Unfortunately, there are some duration with invalid entries such as having duration of 0 or negative values. The entries containing 0 duration will be retained by substituting it with 1. However, negative values will be removed.

data_final <- data_cleaned # to retain the cleaned data

# substitute 0 with 1 and remove all rows with negative values
data_final$DURATION <- replace(data_final$DURATION, data_final$DURATION == 0, 1)
data_final <- data_final[data_final$DURATION > 0, ]

data_final$DURATION <- as.numeric(data_final$DURATION)
sum(data_final$DURATION <= 0) # check for invalid duration
## [1] 0

Now, all entries are valid and the data is finally ready to be analysed.

Results

Question 1

Across the United States, which types of events (as indicated in the EVTYPE variable) are most harmful with respect to population health?

A new variable will be computed to indicate the extent of harm each EVTYPE does - HARM_INDEX. This variable is calculated by the sum of INJURIES and FATALITIES divided by the DURATION.

# Make new HARM_INDEX variable
library(dplyr)
pophealth <- data_final %>%
      mutate(HARM_INDEX = ((FATALITIES + INJURIES)/DURATION))

# Group by EVTYPE
pophealth <- pophealth %>% 
      group_by(EVTYPE) %>% 
      summarise(HARM_INDEX = sum(HARM_INDEX))
pophealth$EVTYPE <- tolower(pophealth$EVTYPE)

Since there are many harmless EVTYPE in the dataset, it would be redundant to include these into the analysis. So, EVTYPE with HARM_INDEX > 0 will be plotted to see the trends. Here, the ggplot2 package will be used to make the plot.

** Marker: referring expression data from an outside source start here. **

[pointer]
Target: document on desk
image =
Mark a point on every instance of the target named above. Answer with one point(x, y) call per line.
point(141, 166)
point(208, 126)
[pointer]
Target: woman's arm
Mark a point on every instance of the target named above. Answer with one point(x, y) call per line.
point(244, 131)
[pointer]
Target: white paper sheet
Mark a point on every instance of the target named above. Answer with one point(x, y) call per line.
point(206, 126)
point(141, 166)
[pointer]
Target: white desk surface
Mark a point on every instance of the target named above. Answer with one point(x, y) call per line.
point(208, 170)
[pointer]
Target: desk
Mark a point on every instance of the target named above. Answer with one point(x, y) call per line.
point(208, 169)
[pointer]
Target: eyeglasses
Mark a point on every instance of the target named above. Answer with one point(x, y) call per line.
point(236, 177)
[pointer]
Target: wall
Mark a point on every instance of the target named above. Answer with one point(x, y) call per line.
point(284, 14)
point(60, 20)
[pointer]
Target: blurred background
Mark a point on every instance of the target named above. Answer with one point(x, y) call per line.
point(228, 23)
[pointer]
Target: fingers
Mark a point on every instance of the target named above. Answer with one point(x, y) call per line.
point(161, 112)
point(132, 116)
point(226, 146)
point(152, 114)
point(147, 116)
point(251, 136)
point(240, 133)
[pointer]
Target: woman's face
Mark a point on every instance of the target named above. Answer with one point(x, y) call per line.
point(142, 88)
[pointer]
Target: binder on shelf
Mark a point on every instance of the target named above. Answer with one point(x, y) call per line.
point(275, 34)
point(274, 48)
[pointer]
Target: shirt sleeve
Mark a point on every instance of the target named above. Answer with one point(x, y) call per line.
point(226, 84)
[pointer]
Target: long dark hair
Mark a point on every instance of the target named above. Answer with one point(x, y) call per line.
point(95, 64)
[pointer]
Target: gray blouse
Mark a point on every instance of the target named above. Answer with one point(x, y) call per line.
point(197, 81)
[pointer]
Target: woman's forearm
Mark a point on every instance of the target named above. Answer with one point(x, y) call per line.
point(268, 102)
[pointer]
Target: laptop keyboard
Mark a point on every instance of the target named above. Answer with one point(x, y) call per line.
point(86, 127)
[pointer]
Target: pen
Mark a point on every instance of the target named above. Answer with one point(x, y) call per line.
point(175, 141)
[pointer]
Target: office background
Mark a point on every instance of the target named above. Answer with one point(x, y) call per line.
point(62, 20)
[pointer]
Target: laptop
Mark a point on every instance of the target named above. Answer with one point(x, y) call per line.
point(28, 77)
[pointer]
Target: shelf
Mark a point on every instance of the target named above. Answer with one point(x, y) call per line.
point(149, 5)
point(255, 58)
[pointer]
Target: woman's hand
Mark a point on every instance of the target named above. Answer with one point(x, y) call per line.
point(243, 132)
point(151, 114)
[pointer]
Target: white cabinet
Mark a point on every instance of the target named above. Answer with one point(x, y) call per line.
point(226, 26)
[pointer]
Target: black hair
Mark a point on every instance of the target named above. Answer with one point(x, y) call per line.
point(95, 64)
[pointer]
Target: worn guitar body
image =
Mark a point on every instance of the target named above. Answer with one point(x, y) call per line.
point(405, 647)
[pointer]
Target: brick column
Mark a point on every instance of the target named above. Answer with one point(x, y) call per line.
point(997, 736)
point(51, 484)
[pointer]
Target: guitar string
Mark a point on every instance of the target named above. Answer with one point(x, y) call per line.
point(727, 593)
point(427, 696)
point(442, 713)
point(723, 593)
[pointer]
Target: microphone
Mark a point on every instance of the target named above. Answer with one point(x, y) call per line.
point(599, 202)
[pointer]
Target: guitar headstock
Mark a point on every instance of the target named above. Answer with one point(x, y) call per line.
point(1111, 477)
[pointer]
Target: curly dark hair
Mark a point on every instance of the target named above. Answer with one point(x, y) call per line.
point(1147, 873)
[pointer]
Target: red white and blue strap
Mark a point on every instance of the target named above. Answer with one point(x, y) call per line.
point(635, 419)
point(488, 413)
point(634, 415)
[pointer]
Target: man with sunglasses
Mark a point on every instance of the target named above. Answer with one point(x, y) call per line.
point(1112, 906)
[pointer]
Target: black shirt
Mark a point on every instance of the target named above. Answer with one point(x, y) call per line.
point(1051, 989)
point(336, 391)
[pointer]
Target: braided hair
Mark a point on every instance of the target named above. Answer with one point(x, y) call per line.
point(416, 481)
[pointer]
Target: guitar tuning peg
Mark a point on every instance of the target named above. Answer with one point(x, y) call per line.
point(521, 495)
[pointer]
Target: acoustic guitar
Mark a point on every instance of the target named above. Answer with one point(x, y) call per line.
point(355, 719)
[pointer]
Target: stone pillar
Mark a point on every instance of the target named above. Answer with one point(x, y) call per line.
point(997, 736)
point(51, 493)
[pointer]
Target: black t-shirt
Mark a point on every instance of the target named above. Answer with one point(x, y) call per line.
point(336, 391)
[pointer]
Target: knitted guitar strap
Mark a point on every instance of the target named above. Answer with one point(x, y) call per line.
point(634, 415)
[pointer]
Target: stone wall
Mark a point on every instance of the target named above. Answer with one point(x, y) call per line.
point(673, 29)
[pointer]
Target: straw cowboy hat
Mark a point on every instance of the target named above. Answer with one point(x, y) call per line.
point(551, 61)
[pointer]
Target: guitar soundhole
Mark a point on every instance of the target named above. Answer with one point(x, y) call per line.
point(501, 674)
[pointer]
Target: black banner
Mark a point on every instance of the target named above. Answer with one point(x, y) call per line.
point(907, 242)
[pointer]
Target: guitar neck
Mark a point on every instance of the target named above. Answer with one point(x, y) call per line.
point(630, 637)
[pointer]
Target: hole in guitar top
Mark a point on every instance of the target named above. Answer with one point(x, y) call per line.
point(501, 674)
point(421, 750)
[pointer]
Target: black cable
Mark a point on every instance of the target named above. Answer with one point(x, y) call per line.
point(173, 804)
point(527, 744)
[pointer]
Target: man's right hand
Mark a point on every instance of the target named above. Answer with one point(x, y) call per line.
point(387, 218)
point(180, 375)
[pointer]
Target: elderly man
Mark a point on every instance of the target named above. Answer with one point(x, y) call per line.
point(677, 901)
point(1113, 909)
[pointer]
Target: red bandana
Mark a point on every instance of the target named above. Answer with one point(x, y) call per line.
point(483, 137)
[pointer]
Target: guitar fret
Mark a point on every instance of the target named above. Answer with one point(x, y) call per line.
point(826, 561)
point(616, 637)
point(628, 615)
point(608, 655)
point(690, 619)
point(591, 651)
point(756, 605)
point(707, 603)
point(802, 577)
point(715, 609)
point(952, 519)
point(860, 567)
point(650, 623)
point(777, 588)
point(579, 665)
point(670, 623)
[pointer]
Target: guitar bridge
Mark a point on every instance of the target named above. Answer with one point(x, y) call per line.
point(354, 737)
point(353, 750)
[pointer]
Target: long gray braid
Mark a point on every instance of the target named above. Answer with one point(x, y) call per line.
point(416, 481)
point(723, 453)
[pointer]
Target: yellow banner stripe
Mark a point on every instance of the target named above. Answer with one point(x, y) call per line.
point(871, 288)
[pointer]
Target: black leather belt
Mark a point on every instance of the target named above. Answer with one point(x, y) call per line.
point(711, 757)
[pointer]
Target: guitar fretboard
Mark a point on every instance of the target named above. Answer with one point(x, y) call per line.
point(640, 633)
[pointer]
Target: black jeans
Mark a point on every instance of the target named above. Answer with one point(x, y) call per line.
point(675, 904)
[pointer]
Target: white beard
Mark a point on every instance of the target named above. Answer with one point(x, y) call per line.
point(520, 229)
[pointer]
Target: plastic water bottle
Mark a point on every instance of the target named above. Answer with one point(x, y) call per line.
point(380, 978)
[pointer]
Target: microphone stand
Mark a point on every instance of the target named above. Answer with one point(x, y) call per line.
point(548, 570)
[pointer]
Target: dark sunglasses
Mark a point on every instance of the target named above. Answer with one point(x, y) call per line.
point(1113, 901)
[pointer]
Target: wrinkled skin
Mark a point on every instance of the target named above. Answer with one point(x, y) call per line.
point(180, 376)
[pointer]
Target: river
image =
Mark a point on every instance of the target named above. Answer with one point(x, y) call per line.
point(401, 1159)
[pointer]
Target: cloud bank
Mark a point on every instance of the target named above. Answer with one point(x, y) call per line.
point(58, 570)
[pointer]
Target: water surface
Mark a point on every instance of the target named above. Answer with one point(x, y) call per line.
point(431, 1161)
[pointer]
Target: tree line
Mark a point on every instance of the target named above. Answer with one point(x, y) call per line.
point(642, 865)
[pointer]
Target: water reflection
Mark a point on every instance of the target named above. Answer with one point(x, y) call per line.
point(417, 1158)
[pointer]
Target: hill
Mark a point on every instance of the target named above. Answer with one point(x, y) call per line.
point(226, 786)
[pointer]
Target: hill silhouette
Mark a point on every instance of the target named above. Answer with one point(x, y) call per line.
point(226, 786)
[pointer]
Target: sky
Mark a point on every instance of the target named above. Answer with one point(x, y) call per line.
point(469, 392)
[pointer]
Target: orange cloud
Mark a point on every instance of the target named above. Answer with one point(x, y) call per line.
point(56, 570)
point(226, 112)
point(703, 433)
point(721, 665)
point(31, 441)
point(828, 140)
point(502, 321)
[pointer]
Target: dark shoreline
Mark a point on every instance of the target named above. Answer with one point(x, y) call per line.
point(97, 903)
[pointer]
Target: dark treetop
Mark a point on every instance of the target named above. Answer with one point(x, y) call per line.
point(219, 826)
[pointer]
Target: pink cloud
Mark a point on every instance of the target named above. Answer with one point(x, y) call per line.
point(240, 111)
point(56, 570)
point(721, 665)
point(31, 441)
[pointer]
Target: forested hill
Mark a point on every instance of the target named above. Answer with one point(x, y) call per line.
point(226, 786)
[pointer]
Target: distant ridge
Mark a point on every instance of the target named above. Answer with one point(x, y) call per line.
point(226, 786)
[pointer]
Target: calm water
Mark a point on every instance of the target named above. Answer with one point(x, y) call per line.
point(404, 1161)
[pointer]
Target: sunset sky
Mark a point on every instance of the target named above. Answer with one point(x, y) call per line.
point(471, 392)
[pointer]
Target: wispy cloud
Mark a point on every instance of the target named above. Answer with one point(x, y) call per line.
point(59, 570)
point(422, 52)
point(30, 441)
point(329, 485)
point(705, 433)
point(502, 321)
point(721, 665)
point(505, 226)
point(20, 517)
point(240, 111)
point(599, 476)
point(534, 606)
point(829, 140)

pophealth <- pophealth[pophealth$HARM_INDEX > 0, ] # select EVTYPE with HARM_INDEX > 0

library(ggplot2)
ggplot(pophealth, aes(x = EVTYPE, y = HARM_INDEX)) + 
      geom_bar(stat = "identity", width = 1) + 
      coord_flip()

As seen from the bar plot above, the most harmful event type is the occurrence of lightning. It is important to know that the HARM_INDEX is calculated by the duration, so considering the instantaneous occurrence of lightnings, it is the most dangerous event type to population health by duration.

Question 2

Across the United States, which types of events have the greatest economic consequences?

Similarly to the previous question, the HARM_INDEX will be calculated which is the sum of INJURIES, FATALITIES, CROPDMG and PROPDMG divided by the DURATION.

# Make new HARM_INDEX variable
econcons <- data_final %>%
      mutate(HARM_INDEX = ((FATALITIES + INJURIES + PROPDMG + CROPDMG)/DURATION))

# Group by EVTYPE
econcons <- econcons %>% 
      group_by(EVTYPE) %>% 
      summarise(HARM_INDEX = sum(HARM_INDEX))
econcons$EVTYPE <- tolower(econcons$EVTYPE)

Same as the previous question, there are many event types with 0 HARM_INDEX, so these will be excluded as well.

econcons <- econcons[econcons$HARM_INDEX > 0, ] # select EVTYPE with HARM_INDEX > 0

library(ggplot2)
ggplot(econcons, aes(x = EVTYPE, y = HARM_INDEX)) + 
      geom_bar(stat = "identity", width = 1) + 
      coord_flip()

As seen in the bar plot above, the most detrimental event type for the economy is thunderstorm winds. This may be caused by the duration and frequency of the event, causing the buildup of variables that contribute to the HARM_INDEX.